As a kid I had a trick nickel from Disneyland’s magic shop – you were supposed to ask someone to look at your nickel, then push the backside to squirt them. Now we might wonder about someone who fell for this trick more than once, but surely it doesn’t make sense to call someone "biased" who fell for it once. Even if you tried the trick nickel on a hundred people, and showed that over ninety percent of them got a wet eye, you wouldn’t have shown people are biased about wet nickels.
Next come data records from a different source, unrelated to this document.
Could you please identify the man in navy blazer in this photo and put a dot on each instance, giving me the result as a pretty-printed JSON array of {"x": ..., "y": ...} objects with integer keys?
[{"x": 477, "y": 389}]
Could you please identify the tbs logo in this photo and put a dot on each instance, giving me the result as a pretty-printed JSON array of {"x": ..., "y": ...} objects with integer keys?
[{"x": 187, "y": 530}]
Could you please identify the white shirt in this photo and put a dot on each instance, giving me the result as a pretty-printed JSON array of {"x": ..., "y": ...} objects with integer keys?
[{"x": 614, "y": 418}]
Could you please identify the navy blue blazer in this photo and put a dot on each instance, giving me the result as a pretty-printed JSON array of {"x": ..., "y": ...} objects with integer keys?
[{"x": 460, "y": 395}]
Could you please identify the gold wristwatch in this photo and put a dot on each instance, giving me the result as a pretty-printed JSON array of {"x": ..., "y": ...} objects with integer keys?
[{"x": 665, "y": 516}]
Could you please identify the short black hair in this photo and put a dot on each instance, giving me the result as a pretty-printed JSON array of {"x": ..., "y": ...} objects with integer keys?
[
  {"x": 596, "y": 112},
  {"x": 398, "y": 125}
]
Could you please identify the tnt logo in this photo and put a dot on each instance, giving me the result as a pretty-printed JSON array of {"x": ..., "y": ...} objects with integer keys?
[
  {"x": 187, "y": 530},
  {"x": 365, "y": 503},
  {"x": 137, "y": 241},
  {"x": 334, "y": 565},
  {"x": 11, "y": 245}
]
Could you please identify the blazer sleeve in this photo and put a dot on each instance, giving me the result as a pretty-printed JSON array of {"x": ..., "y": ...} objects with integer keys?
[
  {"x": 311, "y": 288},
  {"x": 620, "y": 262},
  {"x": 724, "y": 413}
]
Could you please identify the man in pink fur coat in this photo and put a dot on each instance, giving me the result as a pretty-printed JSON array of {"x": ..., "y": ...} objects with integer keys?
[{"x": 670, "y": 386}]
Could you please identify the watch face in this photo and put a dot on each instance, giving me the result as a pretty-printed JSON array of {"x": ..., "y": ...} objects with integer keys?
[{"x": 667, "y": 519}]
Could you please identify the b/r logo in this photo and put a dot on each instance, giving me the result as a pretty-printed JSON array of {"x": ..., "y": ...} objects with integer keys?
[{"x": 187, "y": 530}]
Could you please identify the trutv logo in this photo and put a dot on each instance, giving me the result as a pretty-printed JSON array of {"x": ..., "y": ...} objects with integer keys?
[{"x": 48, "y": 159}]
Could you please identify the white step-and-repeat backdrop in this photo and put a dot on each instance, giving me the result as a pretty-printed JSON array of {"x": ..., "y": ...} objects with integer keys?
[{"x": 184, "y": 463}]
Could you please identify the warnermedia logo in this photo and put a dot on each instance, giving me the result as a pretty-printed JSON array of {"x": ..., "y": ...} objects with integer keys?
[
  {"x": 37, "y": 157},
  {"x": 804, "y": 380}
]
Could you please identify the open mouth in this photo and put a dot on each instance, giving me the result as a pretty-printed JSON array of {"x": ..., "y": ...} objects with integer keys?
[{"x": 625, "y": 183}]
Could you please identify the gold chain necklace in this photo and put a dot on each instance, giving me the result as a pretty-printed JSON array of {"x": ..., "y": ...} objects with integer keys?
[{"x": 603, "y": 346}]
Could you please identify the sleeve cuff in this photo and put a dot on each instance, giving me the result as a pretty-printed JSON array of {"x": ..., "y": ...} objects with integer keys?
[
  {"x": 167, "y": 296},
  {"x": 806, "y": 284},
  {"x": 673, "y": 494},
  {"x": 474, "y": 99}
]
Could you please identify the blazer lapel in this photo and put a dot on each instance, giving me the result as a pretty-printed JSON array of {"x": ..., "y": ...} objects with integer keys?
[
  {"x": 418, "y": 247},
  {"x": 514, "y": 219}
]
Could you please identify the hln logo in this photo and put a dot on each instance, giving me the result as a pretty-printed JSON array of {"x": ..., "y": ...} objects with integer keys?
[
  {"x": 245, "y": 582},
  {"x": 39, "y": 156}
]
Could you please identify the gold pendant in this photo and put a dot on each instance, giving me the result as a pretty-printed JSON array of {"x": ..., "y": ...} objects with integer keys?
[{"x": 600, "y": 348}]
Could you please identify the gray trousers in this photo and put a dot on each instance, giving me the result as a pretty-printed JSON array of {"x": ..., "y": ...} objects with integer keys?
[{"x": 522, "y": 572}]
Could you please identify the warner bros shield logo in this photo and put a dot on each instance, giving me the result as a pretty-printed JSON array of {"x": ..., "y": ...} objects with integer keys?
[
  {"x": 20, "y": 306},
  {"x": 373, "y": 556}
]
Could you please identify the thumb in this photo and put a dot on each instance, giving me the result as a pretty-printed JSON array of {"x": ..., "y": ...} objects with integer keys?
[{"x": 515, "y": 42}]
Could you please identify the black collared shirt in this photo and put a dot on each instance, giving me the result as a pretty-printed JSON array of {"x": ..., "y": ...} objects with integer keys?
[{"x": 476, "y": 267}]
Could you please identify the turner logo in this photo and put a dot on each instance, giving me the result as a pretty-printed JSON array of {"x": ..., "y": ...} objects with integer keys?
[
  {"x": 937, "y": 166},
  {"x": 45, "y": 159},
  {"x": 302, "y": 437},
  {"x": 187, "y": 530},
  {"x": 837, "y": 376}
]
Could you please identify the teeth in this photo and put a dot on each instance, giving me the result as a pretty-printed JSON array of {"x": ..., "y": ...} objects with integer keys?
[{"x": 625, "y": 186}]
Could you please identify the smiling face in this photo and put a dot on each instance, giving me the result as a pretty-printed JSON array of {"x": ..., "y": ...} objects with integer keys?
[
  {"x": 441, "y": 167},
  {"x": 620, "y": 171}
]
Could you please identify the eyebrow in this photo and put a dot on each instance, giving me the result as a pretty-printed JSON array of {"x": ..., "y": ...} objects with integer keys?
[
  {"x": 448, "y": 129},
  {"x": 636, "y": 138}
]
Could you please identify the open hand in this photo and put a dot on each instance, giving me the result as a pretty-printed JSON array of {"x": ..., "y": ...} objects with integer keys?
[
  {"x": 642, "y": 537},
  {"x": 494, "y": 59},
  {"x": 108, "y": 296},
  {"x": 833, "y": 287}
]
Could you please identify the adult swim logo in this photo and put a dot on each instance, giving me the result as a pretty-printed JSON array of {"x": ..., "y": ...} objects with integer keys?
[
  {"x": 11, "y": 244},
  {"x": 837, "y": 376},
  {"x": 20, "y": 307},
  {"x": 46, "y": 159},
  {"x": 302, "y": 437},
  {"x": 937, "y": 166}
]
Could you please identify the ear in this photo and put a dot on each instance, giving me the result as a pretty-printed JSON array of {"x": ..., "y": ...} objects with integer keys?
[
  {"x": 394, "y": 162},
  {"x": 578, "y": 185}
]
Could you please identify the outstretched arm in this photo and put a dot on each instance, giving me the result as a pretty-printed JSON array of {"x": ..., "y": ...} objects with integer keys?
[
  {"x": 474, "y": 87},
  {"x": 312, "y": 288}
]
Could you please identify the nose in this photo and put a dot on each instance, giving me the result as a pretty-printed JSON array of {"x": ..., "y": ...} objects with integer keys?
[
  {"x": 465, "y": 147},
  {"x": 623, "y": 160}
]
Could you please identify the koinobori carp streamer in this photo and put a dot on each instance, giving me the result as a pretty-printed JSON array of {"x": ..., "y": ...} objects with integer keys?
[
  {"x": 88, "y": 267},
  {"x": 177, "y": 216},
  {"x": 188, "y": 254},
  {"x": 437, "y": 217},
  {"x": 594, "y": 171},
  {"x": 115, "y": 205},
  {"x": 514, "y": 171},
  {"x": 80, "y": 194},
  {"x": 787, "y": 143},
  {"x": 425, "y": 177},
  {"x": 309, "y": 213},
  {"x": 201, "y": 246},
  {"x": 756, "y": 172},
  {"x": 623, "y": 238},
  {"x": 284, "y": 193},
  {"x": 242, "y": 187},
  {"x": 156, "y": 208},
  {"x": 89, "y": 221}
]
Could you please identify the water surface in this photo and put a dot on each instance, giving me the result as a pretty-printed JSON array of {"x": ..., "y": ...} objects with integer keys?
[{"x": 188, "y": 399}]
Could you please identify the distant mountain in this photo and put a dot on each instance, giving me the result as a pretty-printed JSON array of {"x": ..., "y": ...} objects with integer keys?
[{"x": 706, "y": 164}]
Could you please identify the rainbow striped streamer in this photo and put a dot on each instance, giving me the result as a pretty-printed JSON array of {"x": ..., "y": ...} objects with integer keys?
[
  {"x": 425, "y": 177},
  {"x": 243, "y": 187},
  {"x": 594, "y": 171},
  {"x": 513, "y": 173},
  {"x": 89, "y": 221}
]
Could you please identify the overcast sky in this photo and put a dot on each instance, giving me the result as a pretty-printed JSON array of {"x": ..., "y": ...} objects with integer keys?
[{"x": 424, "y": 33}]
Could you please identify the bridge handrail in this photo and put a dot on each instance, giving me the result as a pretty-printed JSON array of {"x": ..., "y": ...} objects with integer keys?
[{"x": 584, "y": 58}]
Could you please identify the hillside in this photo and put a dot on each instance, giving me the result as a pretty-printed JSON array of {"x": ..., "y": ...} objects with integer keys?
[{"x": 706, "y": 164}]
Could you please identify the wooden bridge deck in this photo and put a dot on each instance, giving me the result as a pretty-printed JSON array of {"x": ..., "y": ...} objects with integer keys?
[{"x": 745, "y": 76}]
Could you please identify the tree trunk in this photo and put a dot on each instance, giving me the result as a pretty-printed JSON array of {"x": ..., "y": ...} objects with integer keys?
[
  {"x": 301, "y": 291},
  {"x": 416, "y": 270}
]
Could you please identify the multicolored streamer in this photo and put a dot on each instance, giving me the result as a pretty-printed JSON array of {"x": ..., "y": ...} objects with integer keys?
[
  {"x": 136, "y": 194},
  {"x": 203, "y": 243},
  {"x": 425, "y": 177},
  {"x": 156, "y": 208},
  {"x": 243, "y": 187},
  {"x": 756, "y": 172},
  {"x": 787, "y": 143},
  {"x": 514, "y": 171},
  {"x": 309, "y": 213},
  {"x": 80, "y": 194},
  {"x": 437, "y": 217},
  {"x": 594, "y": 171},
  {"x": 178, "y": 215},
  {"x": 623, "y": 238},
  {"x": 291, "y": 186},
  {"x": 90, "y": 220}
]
I mention this because I get a similar uneasy feeling about many of the studies people use to show that people are "biased." For example, Eliezer had a post Aug. 27 about people concluding too soon that they had guessed the rule that governs a sequence, and a post Sept. 7 about people whose fast estimate of a product of eight numbers was too low. In his 2006 book Infotopia, Cass Sunstein gives similar examples, such as where groups are said to put too much weight on info held by many group members, relative to info held by just one member.
In all these cases you take people uncertain about which particular case they face, you choose a particular case for them to deal with, and then you show that their response is not perfect for this case. Like with the trick nickel. And of course while it is easy to imagine how their response might have been better, what you don’t see is how their response would deal with all the other cases they thought were possible.
I much prefer the standard in economics experiments, which is that you must warn subjects about the distribution of cases they will face, and then you must report on the results when you actually sample from that distribution of cases. If your subject’s responses still seem inadequate, you have a much stronger case that you have found a bias.
Added: More generally, experimenters should show that their environments are typical of real ones, ones subjects expected, or ones subjects should have expected.
I think the real lesson here is that no one should ever go to Disneyland.
Isn't this just pretty much what Savage to said to Allais?